The extension of ISS utilisation will have a major impact on the return to the Moon timetable but has been brought about by the problems the Constellation programme has hadIn a Congressional appropriatons hearing last week exploration systems mission directorate associate administrator Doug Cooke said that extension of ISS operations would impact Constellation

I remember space operations mission directorate associate adminstrator William Gerstenmaier saying last year or the year before that that ISS operations cost the agency about $1.5 billion a year and so that is the sort of sum that can be expected to be continued until 2020

As explained in this Hyperbola blog post with serious technical and budgetary challenges the return to the Moon is unlikely to occur in 2020 and a deorbited ISS in 2016 leaves a 2015 operational Orion crew exploration vehicle with nowhere to go

Touted as a potential outcome since 2007 ISS extension is a logical conclusion with that likely post-2020 return to the Moon and delays from 2013 to 2015 for the start of operations for Orion and its Ares I crew launch vehicle booster.
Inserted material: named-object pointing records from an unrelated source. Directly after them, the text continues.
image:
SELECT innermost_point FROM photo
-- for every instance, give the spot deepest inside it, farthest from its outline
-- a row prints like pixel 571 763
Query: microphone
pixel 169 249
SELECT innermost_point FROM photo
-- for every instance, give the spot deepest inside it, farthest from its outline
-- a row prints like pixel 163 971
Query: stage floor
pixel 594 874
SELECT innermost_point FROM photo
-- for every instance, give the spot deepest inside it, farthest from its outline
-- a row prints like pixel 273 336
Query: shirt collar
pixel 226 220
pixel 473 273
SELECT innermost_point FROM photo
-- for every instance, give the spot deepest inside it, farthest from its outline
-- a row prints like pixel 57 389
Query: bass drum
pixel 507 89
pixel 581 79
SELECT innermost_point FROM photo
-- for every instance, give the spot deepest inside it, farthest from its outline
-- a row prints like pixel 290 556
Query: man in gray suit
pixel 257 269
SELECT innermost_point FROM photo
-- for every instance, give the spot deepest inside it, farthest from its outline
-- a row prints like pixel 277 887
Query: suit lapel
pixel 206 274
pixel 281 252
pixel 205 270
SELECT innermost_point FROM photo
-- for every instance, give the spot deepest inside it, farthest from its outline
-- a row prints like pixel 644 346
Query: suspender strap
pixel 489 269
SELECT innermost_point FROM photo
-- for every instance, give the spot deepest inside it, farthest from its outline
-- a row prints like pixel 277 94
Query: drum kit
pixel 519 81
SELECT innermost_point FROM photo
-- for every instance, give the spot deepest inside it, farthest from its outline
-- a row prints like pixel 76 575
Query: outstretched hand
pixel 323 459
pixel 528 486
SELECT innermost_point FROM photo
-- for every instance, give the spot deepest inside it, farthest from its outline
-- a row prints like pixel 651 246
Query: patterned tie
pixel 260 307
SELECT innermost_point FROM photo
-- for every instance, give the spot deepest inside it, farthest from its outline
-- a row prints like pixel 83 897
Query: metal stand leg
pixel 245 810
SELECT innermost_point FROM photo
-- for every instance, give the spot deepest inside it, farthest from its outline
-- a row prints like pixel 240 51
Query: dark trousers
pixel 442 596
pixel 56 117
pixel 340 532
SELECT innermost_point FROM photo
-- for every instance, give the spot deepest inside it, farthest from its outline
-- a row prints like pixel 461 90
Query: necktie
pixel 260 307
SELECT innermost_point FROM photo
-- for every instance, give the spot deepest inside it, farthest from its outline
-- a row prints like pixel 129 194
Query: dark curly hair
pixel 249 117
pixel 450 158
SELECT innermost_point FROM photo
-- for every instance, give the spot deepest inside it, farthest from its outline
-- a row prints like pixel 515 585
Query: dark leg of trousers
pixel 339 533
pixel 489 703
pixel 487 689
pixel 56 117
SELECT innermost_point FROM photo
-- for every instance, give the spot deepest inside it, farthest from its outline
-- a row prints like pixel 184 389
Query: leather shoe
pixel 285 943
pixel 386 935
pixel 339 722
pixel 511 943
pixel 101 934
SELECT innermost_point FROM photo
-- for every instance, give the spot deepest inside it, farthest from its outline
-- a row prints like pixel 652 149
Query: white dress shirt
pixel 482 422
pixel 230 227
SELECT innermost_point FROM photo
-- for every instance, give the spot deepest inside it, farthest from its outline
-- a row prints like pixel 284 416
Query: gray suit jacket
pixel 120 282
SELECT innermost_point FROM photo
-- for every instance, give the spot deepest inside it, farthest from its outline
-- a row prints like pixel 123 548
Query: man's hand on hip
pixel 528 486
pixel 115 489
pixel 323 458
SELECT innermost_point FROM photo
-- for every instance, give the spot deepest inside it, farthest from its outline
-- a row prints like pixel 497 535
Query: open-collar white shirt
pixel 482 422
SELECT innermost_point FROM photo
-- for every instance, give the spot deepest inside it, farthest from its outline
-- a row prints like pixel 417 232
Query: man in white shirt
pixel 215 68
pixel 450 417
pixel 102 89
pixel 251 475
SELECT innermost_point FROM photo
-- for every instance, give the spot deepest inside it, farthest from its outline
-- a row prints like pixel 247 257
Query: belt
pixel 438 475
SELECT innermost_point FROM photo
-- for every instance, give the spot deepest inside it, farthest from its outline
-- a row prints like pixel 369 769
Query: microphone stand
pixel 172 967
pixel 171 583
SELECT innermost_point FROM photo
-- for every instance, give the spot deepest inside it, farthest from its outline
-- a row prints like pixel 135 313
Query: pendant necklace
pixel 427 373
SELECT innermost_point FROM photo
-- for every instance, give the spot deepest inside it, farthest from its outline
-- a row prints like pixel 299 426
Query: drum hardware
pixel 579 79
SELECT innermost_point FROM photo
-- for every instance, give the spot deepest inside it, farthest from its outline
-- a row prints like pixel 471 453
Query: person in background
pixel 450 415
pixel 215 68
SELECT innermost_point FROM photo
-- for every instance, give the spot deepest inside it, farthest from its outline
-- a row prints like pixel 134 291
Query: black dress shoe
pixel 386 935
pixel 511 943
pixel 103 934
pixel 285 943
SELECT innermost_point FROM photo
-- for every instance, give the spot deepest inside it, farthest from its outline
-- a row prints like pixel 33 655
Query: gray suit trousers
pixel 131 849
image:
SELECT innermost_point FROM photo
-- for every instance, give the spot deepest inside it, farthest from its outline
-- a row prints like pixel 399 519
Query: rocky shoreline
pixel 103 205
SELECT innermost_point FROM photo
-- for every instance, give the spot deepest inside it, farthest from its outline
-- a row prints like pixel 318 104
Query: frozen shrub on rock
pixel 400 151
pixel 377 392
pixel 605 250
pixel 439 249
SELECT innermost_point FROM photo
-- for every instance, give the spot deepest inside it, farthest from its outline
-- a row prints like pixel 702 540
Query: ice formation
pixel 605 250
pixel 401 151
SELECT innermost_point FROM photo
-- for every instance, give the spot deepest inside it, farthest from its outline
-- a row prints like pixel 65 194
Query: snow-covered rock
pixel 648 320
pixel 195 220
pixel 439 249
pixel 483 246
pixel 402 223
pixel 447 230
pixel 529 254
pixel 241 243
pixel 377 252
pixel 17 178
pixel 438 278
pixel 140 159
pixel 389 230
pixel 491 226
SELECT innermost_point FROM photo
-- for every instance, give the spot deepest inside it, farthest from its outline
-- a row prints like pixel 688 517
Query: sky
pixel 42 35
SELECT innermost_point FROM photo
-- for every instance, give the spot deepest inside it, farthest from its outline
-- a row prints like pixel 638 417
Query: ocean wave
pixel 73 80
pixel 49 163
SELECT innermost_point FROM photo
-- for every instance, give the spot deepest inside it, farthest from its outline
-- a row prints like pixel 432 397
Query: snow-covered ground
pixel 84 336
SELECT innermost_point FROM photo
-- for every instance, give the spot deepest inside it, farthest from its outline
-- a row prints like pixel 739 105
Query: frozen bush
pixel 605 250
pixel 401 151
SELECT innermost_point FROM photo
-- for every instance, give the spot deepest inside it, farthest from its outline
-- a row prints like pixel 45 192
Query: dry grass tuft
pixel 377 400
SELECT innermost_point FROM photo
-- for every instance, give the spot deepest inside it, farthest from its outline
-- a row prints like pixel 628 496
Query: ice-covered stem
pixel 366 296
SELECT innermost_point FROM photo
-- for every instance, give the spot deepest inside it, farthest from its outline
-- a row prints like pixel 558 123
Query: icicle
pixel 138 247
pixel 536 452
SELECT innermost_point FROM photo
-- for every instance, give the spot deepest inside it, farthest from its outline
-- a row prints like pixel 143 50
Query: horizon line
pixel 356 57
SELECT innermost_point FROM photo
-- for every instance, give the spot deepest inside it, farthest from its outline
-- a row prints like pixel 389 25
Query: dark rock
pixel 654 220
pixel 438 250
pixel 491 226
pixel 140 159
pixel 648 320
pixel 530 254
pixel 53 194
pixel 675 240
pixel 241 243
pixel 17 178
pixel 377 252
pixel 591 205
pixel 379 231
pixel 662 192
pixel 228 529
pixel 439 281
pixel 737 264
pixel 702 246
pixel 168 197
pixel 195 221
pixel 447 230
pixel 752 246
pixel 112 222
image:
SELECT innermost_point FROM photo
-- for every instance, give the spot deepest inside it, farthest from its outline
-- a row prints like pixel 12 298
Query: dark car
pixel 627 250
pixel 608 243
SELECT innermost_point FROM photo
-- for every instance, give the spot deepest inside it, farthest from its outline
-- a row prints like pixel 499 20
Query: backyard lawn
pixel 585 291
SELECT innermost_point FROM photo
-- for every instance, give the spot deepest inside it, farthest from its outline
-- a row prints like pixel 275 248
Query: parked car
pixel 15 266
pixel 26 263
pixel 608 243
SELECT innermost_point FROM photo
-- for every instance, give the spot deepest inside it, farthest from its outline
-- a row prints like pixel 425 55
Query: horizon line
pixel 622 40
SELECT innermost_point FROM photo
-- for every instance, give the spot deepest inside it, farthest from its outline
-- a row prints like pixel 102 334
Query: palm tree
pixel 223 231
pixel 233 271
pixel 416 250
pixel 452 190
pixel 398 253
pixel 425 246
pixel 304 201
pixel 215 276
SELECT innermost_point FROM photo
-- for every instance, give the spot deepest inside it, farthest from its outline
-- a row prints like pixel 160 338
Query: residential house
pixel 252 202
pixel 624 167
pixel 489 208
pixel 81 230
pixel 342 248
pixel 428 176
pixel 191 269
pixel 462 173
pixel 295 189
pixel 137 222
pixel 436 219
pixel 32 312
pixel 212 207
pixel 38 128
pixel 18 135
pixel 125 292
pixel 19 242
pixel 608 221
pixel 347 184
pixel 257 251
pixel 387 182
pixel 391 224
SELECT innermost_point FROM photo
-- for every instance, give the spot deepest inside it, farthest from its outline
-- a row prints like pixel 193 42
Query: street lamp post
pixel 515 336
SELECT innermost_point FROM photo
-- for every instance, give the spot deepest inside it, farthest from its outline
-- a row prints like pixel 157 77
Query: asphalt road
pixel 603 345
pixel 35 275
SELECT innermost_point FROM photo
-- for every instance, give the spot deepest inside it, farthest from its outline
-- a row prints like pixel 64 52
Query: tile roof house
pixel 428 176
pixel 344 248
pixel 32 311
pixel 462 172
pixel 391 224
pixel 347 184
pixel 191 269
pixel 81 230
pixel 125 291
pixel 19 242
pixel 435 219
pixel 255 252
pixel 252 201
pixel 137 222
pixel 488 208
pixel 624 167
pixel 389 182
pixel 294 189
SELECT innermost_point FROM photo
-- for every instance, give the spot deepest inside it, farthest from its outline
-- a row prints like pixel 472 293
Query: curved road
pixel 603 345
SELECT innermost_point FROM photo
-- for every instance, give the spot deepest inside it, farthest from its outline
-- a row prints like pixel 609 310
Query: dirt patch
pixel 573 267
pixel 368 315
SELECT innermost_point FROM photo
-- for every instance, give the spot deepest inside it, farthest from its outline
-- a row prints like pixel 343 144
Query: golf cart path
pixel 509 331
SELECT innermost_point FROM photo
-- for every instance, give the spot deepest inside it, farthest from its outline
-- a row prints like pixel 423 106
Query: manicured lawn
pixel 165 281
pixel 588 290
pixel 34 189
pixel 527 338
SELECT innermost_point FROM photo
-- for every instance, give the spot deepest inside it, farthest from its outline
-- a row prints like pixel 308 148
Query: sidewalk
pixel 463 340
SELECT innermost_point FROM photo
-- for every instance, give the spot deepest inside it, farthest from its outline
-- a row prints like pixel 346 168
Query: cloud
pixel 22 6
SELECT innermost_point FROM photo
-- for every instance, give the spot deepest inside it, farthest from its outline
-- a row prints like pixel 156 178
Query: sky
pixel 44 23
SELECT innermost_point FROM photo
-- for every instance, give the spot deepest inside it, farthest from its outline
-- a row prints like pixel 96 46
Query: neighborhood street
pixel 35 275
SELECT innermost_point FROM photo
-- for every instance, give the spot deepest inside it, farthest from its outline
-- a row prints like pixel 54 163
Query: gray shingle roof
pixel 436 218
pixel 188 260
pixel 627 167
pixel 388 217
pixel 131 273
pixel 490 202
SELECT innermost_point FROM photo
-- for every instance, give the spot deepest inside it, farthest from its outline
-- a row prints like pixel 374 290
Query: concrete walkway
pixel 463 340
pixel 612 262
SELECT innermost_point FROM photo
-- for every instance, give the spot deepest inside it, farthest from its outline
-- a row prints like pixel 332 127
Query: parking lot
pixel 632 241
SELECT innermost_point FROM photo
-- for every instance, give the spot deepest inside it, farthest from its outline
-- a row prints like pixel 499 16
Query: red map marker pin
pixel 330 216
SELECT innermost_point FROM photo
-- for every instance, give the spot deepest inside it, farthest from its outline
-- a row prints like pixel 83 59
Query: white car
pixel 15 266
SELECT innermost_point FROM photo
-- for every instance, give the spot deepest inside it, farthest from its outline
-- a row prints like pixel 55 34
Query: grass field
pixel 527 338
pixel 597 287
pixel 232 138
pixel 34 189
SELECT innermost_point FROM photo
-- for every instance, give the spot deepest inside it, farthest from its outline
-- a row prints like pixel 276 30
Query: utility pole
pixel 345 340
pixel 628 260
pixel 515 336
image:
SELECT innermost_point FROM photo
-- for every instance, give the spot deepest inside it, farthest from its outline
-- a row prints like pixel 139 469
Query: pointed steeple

But Space Exploration Technologies and Orbital Sciences will be celebrating the extension because of the increased number of cargo flights they can expect

The decision to continue ISS preempts two reports that the NASA authorisation act 2008 had specified. One was for a plan for use of the ISS as a national laboratory to 2020, to be produced by this July and the second is about cargo contingencies, to be produced by October 2009

This cargo contingency report will look at how ISS partners could provide resupply capacity if NASA’s commercial resupply services contractors, SpaceX and Orbital, don’t deliver

Can the extra $150 million from the American Recovery and Reinvestment act for NASA’s commercial cargo and crew programme ensure they deliver in every sense?